In April, when the coronavirus outbreak was at its peak in the UK and tearing through hospitals, junior doctor Rebecca Thornton’s mental health took a turn for the worse and she ended up having to be sectioned.
Even now, three months later, she cannot face going back to her job and thinks it will take her a year to recover from some of the horrors she saw while working on a Covid ward in a deprived area of London.
“It was horrendous,” Thornton recalls. “It’s so harrowing to watch people die, day in, day out. Every time someone passed away, I’d say, ‘This is my fault’. Eventually I stopped eating and sleeping.”
Thornton’s case may sound extreme but her experiences of working through Covid are far from unique. More than 1,000 doctors plan to quit the NHS over the government’s handling of the pandemic, according to a recent survey, with some citing burnout as a cause.

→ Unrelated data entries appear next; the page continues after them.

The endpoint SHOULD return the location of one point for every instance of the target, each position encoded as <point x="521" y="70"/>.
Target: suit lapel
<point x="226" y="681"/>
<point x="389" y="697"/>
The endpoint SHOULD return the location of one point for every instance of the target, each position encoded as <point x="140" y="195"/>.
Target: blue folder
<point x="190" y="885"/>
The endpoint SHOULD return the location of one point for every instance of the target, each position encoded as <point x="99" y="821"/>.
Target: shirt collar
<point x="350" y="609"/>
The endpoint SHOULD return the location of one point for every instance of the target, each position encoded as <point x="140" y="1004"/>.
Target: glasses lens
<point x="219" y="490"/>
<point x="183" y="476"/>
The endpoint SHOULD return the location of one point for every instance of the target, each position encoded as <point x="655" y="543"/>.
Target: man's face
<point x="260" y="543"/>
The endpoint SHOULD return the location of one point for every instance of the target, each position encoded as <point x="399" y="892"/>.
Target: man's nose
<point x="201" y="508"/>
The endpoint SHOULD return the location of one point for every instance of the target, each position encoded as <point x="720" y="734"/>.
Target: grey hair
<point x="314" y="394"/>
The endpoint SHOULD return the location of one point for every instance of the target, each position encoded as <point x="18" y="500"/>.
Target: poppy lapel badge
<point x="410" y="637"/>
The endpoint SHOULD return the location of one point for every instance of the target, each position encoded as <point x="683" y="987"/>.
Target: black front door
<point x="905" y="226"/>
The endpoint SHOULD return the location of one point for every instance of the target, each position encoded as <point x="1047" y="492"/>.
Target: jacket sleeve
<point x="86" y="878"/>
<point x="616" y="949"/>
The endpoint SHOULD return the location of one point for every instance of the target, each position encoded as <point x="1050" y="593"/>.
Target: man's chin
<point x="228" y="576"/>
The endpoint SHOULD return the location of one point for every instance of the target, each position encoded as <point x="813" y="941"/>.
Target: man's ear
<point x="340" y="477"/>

A psychologist offering services to NHS staff throughout the UK, who asked to remain anonymous, has witnessed the toll on staff. “I’ve seen signs of PTSD in some healthcare workers,” she says. “Staff really stood up to the plate and worked incredibly hard. It was a crisis situation that moved very quickly ... After it subsided a little bit, the tiredness became very clear.”
Roisin Fitzsimons, who is head of the Nightingale Academy, which provides a platform to share best practice in nursing and midwifery, and consultant nurse at Guy’s and St Thomas’ NHS foundation trust, also worries about the looming threat of an uncertain future. “Are our staff prepared? Do they have the resilience to go through this again? That’s the worry and that’s the unknown. Burnout is hitting people now. People are processing and realising what they’ve gone through.”